ALJ's Footnotes Follow:

1. The complaint was amended at the hearing to reflect the date above.

2. The General Counsel's unopposed Motion For Expedited Consideration is denied.

3. District 7 is also known as the "Dilkon District" because the Public Health Nursing office is stationed in Dilkon.

4. Lavoie testified that she joined in a petition, with about 35 other employees to the Health Board that concerned the dictatorial management style of the new CEO, Khow, but there is no indication that there was any action by the Health Board on the petition or that Khow was even aware that such a petition was circulated.

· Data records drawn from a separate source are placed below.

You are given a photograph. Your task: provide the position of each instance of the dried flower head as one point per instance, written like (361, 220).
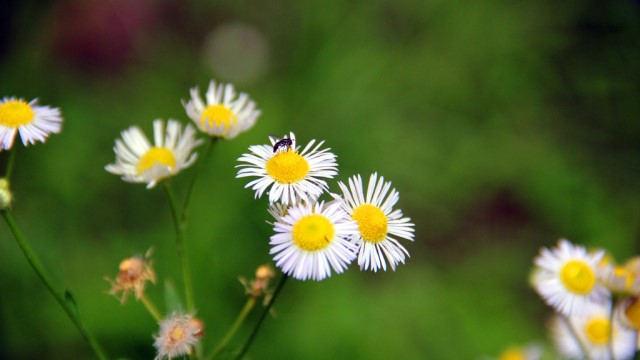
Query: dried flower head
(259, 286)
(134, 273)
(179, 333)
(5, 194)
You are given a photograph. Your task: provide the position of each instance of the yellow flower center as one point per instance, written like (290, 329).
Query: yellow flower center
(218, 115)
(287, 167)
(512, 354)
(313, 232)
(156, 155)
(15, 113)
(177, 333)
(372, 222)
(578, 277)
(632, 312)
(598, 331)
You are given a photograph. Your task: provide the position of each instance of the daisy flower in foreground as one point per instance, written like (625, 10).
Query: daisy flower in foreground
(566, 278)
(312, 239)
(222, 114)
(595, 334)
(178, 335)
(378, 223)
(289, 173)
(140, 162)
(33, 122)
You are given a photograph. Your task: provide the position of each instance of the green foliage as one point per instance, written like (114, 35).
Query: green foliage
(504, 125)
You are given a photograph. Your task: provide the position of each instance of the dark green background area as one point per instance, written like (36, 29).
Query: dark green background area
(504, 126)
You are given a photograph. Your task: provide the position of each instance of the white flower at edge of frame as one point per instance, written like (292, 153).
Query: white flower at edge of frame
(594, 331)
(566, 278)
(33, 122)
(312, 239)
(287, 173)
(140, 162)
(222, 114)
(378, 223)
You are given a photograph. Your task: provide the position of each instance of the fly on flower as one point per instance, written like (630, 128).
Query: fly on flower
(289, 175)
(284, 144)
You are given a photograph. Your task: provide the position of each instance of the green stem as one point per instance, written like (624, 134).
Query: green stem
(12, 157)
(153, 310)
(182, 254)
(253, 334)
(199, 169)
(573, 332)
(248, 306)
(64, 298)
(610, 345)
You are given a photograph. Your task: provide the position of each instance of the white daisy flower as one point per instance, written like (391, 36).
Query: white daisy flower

5. A number of those grievances involved Pete and were the subject of arbitration. Lavoie testified that she prevailed in the arbitration, but the Arbitrator did not deal with the specific issues found herein. Furthermore, the Arbitrator noted in closing that the parties "seem to have lost sight of their important mission of providing the highest levels of patient care and safety at the Winslow Service Unit. The deterioration of the relationship between the parties has impacted the cooperation and problem solving necessary to meet this goal on a regular and continuous basis." A salient observation that some of the parties seem to have completely missed.

6. The documentation attached to the letter was placed in evidence by Respondent to support its reason for Khow's detailing Lavoie. The General Counsel objected to their receipt as hearsay. They are part of the record simply because they were used by Khow to show Purcell, on advice from Respondent's personnel office, her reasons for the detail and not to show that they were allegations which were true.

7. This appears to be the same meeting Khow was earlier discussing when she said that the Public Health Nurses as a group had come to her in either August or September 1995 and told her about their frustration in the workplace, because of continuing problems with hostility in the work place and the attendant stress. There was only one such meeting.

8. There were continuing problems between a Navajo LPN and Lavoie and some of those problems impacted on other employees such as Cornelia Keams, a Social Hygiene Technician, who refused to attend Dilcon Team meetings because of disruption because of arguments between the LPN and Lavoie over health issues regarding their clients. Keams said that "they" were loud and made her uncomfortable.

9. While Lavoie testified that no one ever told her that they were uncomfortable about her alleged insensitivity, she asked her driver, Priscilla Chatter to write a letter on her behalf saying something "good about me" because she allegedly heard that Pete was telling people or suggesting that she was a racist.

10. A September 14, 1995 memorandum written by Lavoie's driver-interpreter at Lavoie's request clearly indicated to the undersigned that Lavoie knew or suspected that her conduct was about to be challenged. She testified that she requested the memorandum because of some accusation that Pete was about make.